Dash cam shows drunk Bluffton cop telling another officer to: “Just let me go”
The charge against a former Bluffton police sergeant who was arrested by his own agency and accused of drunkenly assaulting fellow off-duty officers at a local bowling alley in February was dismissed by a judge Thursday morning.
Brady Lee, who worked for the Bluffton Police Department seven years, was written a ticket for public disorderly conduct and booked into the Beaufort County Detention Center on Feb. 24, The Island Packet previously reported.
Lee resigned in lieu of termination, according to documentation from the S.C. Justice Academy, weeks after the incident and just days after an internal investigation found that he violated five of the department’s codes of conduct.
The 14th Circuit Solicitor’s Office — which typically does not prosecute misdemeanor cases at the magistrate level — prosecuted the case because the Town of Bluffton and Bluffton Police Department asked it to do so, Solicitor’s Office spokesperson Jeff Kidd said.
Typically, cases like Lee’s would be prosecuted by a town attorney or the officer who issued the ticket.
Lee’s defense attorneys, John Rakowsky and Tabor Vaux, argued the charge should be dismissed because the crime was not “freshly committed or committed in the presence of a law enforcement officer,” which is required by S.C. law when a uniform traffic ticket is written during an arrest on a misdemeanor offense in the jurisdiction of a magistrates court.
According to a timeline presented in court, the violation occurred at 10:30 p.m., and the ticket was signed by Lt. Joe George more than three hours later.
George, who was the only person to testify in court Thursday, said he did not witness the incident but received a call around 1 a.m. or 1:30 a.m. to come to the Bluffton Police station, where Lee was in custody. Once there, he said he conducted an investigation by speaking with officers who were present during the violation then signed the ticket.
George said that, because Lee was a current Bluffton Police officer, investigators attempted to get another law enforcement agency, such as the Beaufort County Sheriff’s Office, to take over the case. They were unable to do so that night.
The command staff decided to have the supervising officer, George, be listed as the arresting officer on the paperwork instead of officers who witnessed the violation because they were equal to or lower in rank than Lee, Bluffton Police spokesperson Capt. Joe Babkiewicz said Thursday.
“We wanted our supervisor to handle it,” Babkiewicz said. “Typically, we don’t want to be put in that situation, but, unfortunately, having another agency look into it was not an option that night.”

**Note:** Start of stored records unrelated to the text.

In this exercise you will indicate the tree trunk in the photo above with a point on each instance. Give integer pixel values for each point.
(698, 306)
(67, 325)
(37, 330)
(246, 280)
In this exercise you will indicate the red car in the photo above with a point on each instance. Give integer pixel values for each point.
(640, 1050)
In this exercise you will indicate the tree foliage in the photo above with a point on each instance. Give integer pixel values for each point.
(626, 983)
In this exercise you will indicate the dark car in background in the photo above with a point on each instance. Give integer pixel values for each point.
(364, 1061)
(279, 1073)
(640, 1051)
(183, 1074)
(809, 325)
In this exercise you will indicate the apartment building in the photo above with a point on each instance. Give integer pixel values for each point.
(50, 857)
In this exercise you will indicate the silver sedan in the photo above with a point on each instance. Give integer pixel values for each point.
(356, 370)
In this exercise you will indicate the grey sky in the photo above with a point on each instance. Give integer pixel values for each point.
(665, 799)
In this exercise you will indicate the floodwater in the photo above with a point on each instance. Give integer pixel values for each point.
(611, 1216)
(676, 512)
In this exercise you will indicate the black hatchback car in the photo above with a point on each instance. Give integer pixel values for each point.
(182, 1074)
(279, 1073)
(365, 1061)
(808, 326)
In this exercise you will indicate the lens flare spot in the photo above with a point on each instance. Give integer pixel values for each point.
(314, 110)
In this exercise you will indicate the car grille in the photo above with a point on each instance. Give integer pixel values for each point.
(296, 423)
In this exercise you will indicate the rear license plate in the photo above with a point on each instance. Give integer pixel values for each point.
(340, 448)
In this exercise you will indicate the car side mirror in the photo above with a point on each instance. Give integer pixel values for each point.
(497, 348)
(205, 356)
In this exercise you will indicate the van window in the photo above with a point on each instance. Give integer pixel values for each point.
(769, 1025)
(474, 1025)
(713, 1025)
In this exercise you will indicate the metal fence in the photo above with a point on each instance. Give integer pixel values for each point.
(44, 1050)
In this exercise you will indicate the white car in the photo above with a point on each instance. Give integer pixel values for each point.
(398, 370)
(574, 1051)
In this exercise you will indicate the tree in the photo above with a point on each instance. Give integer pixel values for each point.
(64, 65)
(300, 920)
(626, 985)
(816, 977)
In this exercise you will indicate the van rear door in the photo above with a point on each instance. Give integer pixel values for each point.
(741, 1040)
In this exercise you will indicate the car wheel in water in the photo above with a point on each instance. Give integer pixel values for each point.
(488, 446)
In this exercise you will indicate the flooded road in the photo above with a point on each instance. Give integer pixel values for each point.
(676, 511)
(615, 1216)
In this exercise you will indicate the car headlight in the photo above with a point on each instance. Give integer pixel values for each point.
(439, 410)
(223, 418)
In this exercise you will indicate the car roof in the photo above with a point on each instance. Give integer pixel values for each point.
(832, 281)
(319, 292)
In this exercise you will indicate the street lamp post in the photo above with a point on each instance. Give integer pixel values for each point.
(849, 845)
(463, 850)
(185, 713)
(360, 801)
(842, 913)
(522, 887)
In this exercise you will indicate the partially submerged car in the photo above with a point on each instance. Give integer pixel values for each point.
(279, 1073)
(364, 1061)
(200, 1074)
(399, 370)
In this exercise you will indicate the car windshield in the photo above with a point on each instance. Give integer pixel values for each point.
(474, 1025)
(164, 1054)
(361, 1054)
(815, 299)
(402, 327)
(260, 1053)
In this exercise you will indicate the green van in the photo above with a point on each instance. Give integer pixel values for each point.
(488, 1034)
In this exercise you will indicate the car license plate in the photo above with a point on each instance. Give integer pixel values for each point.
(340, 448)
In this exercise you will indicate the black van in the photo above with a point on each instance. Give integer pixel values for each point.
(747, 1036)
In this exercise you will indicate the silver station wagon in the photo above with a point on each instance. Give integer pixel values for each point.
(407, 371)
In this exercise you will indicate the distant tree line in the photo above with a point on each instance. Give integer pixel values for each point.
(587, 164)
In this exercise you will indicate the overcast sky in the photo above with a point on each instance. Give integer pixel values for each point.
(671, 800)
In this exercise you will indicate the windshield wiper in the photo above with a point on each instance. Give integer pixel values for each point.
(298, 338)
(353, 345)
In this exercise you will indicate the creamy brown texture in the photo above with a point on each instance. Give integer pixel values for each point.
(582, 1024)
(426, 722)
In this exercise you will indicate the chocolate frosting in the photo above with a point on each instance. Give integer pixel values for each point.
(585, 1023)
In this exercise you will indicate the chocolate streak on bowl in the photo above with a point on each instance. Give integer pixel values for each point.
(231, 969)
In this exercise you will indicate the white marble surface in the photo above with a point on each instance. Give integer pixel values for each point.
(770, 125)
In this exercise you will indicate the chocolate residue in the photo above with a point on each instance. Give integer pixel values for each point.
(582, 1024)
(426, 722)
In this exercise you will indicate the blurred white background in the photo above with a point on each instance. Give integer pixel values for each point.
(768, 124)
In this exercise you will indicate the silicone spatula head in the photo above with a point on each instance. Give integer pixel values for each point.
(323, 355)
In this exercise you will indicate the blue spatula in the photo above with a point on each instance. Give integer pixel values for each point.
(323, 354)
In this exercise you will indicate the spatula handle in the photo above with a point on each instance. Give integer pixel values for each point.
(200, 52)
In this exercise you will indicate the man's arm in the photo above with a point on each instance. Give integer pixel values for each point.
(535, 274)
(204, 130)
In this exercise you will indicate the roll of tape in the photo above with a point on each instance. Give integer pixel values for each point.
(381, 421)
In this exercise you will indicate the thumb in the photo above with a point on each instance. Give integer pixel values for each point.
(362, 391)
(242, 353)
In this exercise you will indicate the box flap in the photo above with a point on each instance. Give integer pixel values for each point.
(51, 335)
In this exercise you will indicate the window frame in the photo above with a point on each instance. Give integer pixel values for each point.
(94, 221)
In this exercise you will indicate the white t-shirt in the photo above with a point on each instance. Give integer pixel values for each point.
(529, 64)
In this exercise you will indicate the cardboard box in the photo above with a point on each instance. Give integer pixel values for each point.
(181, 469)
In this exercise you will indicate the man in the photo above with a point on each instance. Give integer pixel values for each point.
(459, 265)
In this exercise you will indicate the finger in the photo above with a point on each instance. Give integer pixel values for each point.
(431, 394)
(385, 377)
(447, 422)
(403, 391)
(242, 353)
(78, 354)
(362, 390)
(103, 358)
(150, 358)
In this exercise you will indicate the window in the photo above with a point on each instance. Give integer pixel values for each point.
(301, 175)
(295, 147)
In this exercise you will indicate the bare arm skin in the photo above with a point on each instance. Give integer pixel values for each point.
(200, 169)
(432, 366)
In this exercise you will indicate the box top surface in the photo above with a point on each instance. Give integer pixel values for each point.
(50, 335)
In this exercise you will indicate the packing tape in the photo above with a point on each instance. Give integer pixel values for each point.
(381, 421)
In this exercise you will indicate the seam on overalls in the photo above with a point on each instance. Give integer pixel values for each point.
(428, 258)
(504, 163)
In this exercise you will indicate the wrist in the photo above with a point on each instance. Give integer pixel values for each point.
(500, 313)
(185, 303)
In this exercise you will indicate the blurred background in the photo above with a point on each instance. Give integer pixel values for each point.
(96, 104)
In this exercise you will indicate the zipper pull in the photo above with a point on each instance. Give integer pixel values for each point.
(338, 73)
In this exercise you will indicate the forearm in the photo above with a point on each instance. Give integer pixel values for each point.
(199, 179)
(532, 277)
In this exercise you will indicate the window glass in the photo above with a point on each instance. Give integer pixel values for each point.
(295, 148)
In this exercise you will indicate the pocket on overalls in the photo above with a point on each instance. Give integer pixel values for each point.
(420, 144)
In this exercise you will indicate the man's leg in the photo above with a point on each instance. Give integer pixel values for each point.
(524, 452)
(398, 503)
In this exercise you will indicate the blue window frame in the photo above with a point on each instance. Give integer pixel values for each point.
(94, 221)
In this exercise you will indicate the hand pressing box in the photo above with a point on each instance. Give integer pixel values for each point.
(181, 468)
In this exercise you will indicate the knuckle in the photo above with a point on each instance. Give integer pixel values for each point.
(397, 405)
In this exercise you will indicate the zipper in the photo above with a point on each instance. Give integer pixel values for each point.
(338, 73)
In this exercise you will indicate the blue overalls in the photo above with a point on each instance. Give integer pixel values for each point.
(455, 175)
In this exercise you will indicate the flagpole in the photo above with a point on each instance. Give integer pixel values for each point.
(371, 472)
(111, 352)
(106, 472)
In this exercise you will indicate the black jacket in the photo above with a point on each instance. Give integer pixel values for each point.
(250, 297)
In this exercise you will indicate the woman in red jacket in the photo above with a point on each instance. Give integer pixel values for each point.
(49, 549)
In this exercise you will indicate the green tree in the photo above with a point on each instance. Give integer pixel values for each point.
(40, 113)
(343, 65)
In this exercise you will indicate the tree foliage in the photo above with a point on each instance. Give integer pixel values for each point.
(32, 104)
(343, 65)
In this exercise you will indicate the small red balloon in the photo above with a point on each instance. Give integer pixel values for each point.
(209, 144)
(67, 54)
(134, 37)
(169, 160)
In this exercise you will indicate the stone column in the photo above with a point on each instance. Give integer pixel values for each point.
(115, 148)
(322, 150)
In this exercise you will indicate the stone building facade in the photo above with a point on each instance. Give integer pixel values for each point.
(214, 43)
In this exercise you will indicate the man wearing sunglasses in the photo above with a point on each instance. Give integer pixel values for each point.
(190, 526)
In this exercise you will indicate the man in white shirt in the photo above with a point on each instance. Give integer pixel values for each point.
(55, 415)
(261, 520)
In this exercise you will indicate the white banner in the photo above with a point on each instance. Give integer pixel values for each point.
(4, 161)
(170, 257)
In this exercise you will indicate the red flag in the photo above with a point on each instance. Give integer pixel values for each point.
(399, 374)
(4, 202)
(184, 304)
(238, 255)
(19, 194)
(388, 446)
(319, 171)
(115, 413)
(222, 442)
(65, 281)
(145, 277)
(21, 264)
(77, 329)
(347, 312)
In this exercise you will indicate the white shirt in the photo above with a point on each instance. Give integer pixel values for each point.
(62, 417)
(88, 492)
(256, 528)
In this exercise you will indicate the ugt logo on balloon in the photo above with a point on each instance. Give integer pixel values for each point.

In the end, Bluffton Magistrate Court Judge Jose Fuentes dismissed the charge, saying the arresting officer should have obtained an arrest warrant instead of issuing a ticket.
Although it’s possible that Lee could be indicted at the general sessions level, the state usually only pulls charges up from the magistrate court to general sessions if it’s attached to a felony charge, Kidd said. Lee’s charge was a misdemeanor.
Lee would not comment on Thursday.
Rakowsky also would not comment, saying only, “The facts in the courtroom speak for themselves.”